Lovely San Sebastian
It is very popular with tourists and locals alike. Of course, I decided against running. I have read that women are actually banned though I saw a handful run. So I sat in the bull ring with roudy locals singing and drinking and making waves for an hour until 8am when they released the people. Wow! We got to see the whole thing on screen set up in the ring and it is just crazy, the bulls are enourmous and the fear in people's eyes is incredible. They go fast too, though the group of locals behind me were complaining that it was too calm, the Spanish are pretty bloodthirsty and the run isn't that exhilerating unless someone gets impaled.
We watched the doors of the bull ring to wait for their arrival. The people who arrive way to early to have actually been in any real danger are booed and the locals throw their beer, bottles or kegs or anything they have on them to express their disgust.
The bulls getting (a little) revenge
Then the people arrive and the detachment you feel from watching a screen is broken when you see terrified people burst into the ring followed by fast, angry giant bulls. It is a great sight and then you hang on for a few more seconds and another group of bulls and people come through and then more until it is all finished. The people hang around the ring, there are hundreds of them and the traditional attire is white trousers, white top and a red scarf. You actually stand out more if you wear regular clothes, we had a white tshirt and red scarf given to us by the bus company. After a few minutes they then release a younger bull, though still a big bugger, with rubber attached to the end of the horns to avoid any gorings.

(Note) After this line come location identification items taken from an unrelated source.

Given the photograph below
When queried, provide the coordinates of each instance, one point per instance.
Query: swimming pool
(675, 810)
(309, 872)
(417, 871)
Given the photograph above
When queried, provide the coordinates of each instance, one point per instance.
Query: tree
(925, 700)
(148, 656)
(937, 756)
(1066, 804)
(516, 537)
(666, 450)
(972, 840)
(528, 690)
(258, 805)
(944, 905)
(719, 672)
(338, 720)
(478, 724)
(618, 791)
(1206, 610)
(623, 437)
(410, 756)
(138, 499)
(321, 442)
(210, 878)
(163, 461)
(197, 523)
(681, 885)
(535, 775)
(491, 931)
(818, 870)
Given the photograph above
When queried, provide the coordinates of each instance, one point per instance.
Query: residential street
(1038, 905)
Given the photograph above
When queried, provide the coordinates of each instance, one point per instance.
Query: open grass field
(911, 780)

It is a lot of fun, within the first 3 seconds of the first bull being released, he had charged through the crowd and flipped someone 360 who was subsequently dragged off, passed out.
The brave *crazy* locals wave scarves in front of the bull, slap it and basically do anything to try and get it to charge. You can see in its face, it eyes people up to charge and sometimes it will chase one person for a long amount of time. It is slightly less dangerous than the run but some serious injury is still sustained much to the delight of the locals. People are trampled, flipped and headbutted but even worse, they are beaten up by the locals if they tease, hurt, pull the tail or grab the horns of the bull. The crowd will also shout out hijo de puta. It is strange that the Spanish have so much love for the bulls despite what they do to them.
We got a bus back to San Sebastian at 10 am and I passed out a little before catching one at 4 to go back to Pamplona.
We were told that it would be calmer and not so sleazy and they were right. It was great fun and for 6 hours all we did was hang out in a square listening to music, sometimes locals singing or twee Basque music or break dancing. We had cheap reaqdy made bottles of Sangria and chatted about the day and those who ran were treated like heros. I take my hat off to them, it must be amazing, but I just don't think its worth the risk. If I did do it however I would be smug and tell absolutely everyone about it. Its something you can be proud of for the rest of your life.
So now I will go as people are hovering around the computer and I'm sorry if this entry is not brilliant but I have not really had time to look back over it and I can find the semi colon icon.
Im planning to walk up some steps to see the Sagrado Corazon statue that overlooks the city. San Sebastian is very beautiful by the way. I haven't had much time here but I've enjoyed what I've seen so far. We have the good bye drinks and party later tonight in town and of course it is the world cup final, so, VAMOS ESPANA!!